Exploring Windows XP's Device Driver Rollback and System Restore
- Where Did Device Driver Rollback Start?
- How Device Driver Rollback Works
- At the Heart of the Matter: System Restore
- What's in the Snapshot?
One of the more challenging aspects of working with any operating system is trying to mediate between devices that function perfectly with an existing device driver set, only to stop working when a new device driver is installed. Often, new device drivers claim the same IRQ values as existing device drivers, laying claim to resources that the working configuration of device drivers were using. This problem has been particularly acute when installing NICs (Network Interface Cards) because the connectivity requires TCP/IP parameters. Instead of having to try and remember each and every single device driver you have on your PCs and the PCs you support, Microsoft's Windows XP is aimed squarely at the problems associated with keeping track of the device configurations that were working before a device driver installation was undertaken.
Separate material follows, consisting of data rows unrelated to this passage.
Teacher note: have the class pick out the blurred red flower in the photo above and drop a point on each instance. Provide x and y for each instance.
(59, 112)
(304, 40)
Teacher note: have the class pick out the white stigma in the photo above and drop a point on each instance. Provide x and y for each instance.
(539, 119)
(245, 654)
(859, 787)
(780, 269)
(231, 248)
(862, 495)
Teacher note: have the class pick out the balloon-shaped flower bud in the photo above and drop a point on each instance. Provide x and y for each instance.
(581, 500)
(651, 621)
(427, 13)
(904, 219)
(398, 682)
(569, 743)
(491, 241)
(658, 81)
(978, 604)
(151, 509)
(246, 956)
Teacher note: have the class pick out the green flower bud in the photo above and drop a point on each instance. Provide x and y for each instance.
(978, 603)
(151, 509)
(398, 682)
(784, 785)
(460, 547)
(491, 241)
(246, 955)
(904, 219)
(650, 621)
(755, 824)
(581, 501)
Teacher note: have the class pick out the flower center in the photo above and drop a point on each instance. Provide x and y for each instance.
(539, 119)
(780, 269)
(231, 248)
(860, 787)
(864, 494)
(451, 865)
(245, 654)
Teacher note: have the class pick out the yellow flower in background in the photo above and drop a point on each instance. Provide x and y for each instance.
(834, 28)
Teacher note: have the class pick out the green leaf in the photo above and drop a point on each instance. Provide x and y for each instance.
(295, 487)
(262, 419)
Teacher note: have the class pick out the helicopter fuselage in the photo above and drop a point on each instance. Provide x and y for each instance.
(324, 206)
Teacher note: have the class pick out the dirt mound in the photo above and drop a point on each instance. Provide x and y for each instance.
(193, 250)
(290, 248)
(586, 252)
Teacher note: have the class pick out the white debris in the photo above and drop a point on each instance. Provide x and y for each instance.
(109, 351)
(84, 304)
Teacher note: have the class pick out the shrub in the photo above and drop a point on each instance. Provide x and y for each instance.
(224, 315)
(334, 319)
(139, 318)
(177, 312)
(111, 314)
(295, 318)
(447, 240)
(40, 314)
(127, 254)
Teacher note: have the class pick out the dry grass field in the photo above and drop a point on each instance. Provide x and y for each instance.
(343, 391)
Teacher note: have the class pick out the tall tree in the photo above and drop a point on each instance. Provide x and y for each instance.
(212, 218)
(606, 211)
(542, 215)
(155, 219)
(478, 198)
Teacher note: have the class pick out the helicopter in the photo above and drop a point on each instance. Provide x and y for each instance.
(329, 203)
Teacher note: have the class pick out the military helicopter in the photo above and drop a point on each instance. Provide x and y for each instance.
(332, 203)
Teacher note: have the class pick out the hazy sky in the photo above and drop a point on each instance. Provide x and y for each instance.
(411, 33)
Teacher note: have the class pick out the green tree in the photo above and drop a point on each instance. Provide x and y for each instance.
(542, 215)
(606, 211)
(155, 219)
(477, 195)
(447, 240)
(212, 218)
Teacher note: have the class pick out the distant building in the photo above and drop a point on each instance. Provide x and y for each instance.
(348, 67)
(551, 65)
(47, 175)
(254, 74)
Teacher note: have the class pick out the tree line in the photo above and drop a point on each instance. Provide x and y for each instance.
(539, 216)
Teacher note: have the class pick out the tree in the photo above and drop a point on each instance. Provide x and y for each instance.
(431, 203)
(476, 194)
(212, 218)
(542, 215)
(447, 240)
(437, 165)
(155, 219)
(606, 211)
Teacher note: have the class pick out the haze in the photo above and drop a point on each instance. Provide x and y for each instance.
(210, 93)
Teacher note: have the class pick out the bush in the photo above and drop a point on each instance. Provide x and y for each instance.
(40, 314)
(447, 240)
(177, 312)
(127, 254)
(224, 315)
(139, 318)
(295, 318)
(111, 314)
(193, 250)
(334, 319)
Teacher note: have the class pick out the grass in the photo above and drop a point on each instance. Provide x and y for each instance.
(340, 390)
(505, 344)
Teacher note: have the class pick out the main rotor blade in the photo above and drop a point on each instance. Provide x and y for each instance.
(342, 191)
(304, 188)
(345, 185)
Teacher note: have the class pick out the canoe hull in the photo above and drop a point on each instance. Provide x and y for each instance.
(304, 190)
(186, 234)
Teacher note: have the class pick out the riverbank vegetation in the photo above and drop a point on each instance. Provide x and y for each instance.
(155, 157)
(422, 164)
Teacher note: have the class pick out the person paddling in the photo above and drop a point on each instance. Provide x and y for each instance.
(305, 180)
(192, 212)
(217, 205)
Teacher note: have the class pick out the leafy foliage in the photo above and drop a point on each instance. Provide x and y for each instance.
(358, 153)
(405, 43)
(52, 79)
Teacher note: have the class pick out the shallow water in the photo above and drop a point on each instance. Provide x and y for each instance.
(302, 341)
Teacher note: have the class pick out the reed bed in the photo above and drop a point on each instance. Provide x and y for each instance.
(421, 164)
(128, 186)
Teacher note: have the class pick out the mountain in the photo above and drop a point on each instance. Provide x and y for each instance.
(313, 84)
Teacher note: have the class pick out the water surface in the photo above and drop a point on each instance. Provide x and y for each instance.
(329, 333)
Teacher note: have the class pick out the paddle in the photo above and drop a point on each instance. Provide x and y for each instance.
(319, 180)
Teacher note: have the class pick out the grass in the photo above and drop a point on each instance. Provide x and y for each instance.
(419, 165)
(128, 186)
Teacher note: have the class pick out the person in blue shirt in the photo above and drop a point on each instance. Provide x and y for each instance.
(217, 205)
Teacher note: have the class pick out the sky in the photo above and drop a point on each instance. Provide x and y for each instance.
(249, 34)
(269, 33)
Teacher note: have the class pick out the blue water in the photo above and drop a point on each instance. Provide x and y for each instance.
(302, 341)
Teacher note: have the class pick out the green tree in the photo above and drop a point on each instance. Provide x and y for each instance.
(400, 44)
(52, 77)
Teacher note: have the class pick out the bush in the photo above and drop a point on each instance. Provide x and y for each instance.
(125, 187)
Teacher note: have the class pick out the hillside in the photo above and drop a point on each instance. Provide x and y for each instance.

Where Did Device Driver Rollback Start?
Microsoft's Windows XP operating system has Device Driver Rollback as part of the broader series of reliability features illustrated in Betas 1 and 2 of the XP operating system. Microsoft has been working on ancillary technologies to Device Driver Rollback since 1997, when the Zero Administration Initiative in the Windows operating system was pervasively worked on. The core technology of Device Driver Rollback was originally started in Microsoft's server products, being augmented to be included at the kernel level of the Windows XP operating system.